Retraité depuis un an, Fabio Fognini n’a rien perdu de son franc-parler. De retour à Wimbledon pour le tournoi des légendes, l’ancien numéro 7 mondial a livré un regard sans détour sur le tennis actuel. Entre Carlos Alcaraz, Jannik Sinner et Novak Djokovic, l’Italien voit une nouvelle génération prendre le pouvoir… mais refuse d’enterrer le dernier membre du Big Three.
Pour Fognini, le circuit vit une transition fascinante. D’un côté, Alcaraz et Sinner portent le tennis vers une nouvelle ère avec une rivalité qui fait déjà vibrer les foules. « C’est un plaisir de les regarder jouer », glisse l’Italien, convaincu que les deux hommes sont en train d’écrire le prochain grand chapitre de ce sport.
L’absence d’Alcaraz, blessé au poignet depuis plusieurs mois, laisse pourtant un vide. Fognini comprend parfaitement la prudence de l’Espagnol et estime qu’un retour précipité n’aurait aucun sens à ce stade de sa carrière. À 23 ans, l’essentiel est ailleurs : retrouver son meilleur niveau, pas brûler les étapes.

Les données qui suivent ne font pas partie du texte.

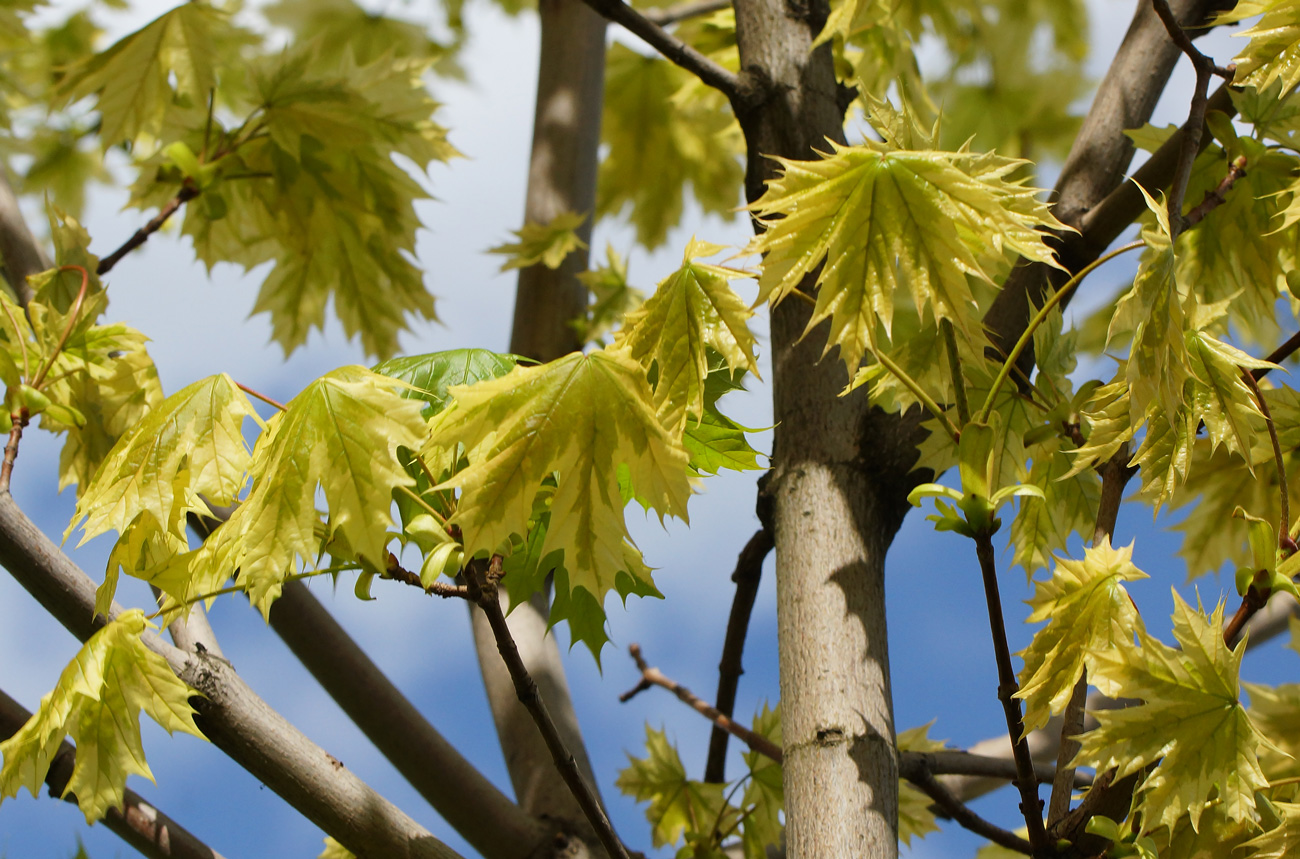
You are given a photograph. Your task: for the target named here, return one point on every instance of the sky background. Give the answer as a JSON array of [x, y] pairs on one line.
[[941, 660]]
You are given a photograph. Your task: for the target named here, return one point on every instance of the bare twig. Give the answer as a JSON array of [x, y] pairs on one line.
[[138, 823], [956, 810], [651, 676], [749, 571], [1031, 807], [482, 581], [740, 90], [187, 192], [683, 11]]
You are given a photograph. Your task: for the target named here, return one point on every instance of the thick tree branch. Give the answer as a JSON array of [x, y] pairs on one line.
[[230, 714], [482, 582], [138, 823], [748, 575]]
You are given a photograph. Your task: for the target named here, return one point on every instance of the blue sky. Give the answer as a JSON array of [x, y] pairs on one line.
[[941, 660]]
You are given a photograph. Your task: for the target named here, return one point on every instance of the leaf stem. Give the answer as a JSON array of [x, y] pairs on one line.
[[919, 393], [1027, 335], [261, 397], [1031, 807], [68, 328], [954, 368]]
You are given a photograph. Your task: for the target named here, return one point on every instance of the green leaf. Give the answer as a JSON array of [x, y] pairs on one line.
[[544, 243], [98, 701], [583, 417], [133, 78], [326, 438], [1190, 724], [674, 141], [1088, 611], [433, 374], [880, 218], [692, 311], [677, 805], [1274, 46]]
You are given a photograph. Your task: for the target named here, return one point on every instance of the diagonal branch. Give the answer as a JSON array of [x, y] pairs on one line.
[[138, 823], [230, 714]]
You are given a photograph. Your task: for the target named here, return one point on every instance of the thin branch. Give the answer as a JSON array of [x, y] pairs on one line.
[[1195, 125], [967, 819], [748, 575], [1031, 807], [137, 823], [230, 714], [683, 11], [740, 91], [651, 676], [482, 589], [187, 192]]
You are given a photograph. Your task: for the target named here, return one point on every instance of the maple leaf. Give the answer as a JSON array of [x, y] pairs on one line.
[[544, 243], [915, 819], [326, 437], [765, 794], [879, 218], [133, 78], [1190, 724], [680, 142], [692, 309], [586, 419], [1087, 610], [1274, 46], [677, 805], [98, 702]]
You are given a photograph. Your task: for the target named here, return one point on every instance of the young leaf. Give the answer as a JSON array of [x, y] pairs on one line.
[[1087, 610], [544, 243], [692, 311], [326, 437], [98, 701], [883, 217], [583, 417], [1190, 724]]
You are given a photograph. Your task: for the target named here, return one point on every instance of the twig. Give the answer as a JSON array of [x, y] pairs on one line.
[[740, 90], [1006, 688], [187, 192], [683, 11], [651, 676], [1195, 125], [956, 810], [749, 572], [138, 823], [482, 590]]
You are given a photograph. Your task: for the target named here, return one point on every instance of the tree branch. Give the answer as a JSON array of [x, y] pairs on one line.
[[740, 90], [482, 581], [229, 712], [748, 575], [654, 677], [138, 823]]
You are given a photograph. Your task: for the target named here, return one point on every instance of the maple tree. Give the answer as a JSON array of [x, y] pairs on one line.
[[915, 281]]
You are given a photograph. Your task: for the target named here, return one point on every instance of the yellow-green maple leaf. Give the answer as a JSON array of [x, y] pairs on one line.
[[880, 218], [679, 806], [341, 433], [190, 443], [584, 417], [1274, 48], [1087, 610], [693, 308], [133, 78], [1190, 724], [98, 701], [542, 243]]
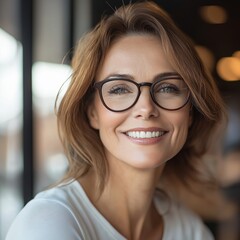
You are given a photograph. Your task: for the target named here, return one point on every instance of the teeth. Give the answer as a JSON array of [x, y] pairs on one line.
[[142, 134]]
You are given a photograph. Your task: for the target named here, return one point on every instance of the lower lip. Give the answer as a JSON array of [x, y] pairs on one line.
[[146, 141]]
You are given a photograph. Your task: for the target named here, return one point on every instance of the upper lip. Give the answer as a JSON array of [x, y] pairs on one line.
[[151, 129]]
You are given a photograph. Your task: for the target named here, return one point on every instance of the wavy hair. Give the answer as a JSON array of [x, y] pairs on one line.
[[82, 143]]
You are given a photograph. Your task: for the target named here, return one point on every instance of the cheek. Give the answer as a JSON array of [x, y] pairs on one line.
[[180, 124]]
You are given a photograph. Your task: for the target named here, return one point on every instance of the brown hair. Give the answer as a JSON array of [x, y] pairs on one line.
[[82, 143]]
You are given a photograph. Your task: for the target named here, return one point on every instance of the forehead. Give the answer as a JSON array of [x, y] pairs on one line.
[[133, 55]]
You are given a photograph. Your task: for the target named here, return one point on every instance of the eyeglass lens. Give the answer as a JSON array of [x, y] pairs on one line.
[[121, 94]]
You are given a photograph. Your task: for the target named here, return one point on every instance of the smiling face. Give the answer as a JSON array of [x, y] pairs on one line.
[[144, 136]]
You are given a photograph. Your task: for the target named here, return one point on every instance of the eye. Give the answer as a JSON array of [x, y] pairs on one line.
[[119, 90], [119, 87], [166, 88]]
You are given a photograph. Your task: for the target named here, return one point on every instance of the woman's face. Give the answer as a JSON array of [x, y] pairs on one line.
[[140, 58]]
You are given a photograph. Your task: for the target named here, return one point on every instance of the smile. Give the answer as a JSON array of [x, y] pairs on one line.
[[143, 134]]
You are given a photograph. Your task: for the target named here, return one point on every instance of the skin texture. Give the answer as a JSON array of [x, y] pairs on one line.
[[135, 165]]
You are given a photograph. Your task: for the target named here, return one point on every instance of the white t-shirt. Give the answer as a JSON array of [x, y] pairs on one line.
[[66, 213]]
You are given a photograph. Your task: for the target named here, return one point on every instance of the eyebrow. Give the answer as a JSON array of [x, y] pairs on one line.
[[128, 76]]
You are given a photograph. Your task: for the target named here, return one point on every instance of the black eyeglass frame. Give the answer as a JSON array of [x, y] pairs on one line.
[[98, 86]]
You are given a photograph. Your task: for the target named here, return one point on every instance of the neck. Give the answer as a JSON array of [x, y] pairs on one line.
[[127, 200]]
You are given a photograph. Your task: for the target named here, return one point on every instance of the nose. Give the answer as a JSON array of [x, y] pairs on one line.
[[145, 108]]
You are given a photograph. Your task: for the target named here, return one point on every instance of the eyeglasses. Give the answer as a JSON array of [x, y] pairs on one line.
[[120, 94]]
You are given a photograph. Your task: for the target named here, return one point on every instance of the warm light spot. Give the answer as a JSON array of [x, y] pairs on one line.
[[228, 68], [213, 14], [206, 56], [236, 54]]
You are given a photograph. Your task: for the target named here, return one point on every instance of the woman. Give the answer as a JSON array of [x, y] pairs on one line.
[[139, 111]]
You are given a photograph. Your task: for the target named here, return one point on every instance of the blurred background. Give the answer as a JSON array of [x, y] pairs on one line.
[[36, 42]]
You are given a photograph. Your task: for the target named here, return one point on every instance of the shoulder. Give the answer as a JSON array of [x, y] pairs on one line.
[[182, 222], [50, 215]]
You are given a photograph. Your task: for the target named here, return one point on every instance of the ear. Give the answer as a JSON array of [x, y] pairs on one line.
[[190, 116], [93, 116]]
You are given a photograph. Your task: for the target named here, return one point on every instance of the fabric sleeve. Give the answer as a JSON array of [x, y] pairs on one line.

Mais celui qui attire encore le plus son attention reste Novak Djokovic.
La recherche du saint-graal
À 39 ans, alors que beaucoup s’interrogent sur les raisons qui poussent encore le Serbe à continuer, Fognini n’a aucun doute : « Je le connais très bien. C’est quelqu’un de formidable et c’est un vrai plaisir de le voir encore évoluer au plus haut niveau. Mais je suis convaincu qu’il y a une raison bien précise qui le pousse à continuer. Mon plus grand souhait est de le voir remporter un nouveau titre du Grand Chelem. Je suis persuadé que c’est exactement ce qui le motive encore aujourd’hui. Si je connais bien Novak, c’est ce rêve qui continue de le faire avancer. «
Pas les records, pas l’argent, pas la popularité. Selon l’Italien, Djokovic poursuit un seul objectif : décrocher ce 25e titre majeur qui le placerait définitivement seul au sommet de l’histoire. Une ambition que Fognini comprend mieux que quiconque après avoir partagé le vestiaire du Serbe pendant près de vingt ans.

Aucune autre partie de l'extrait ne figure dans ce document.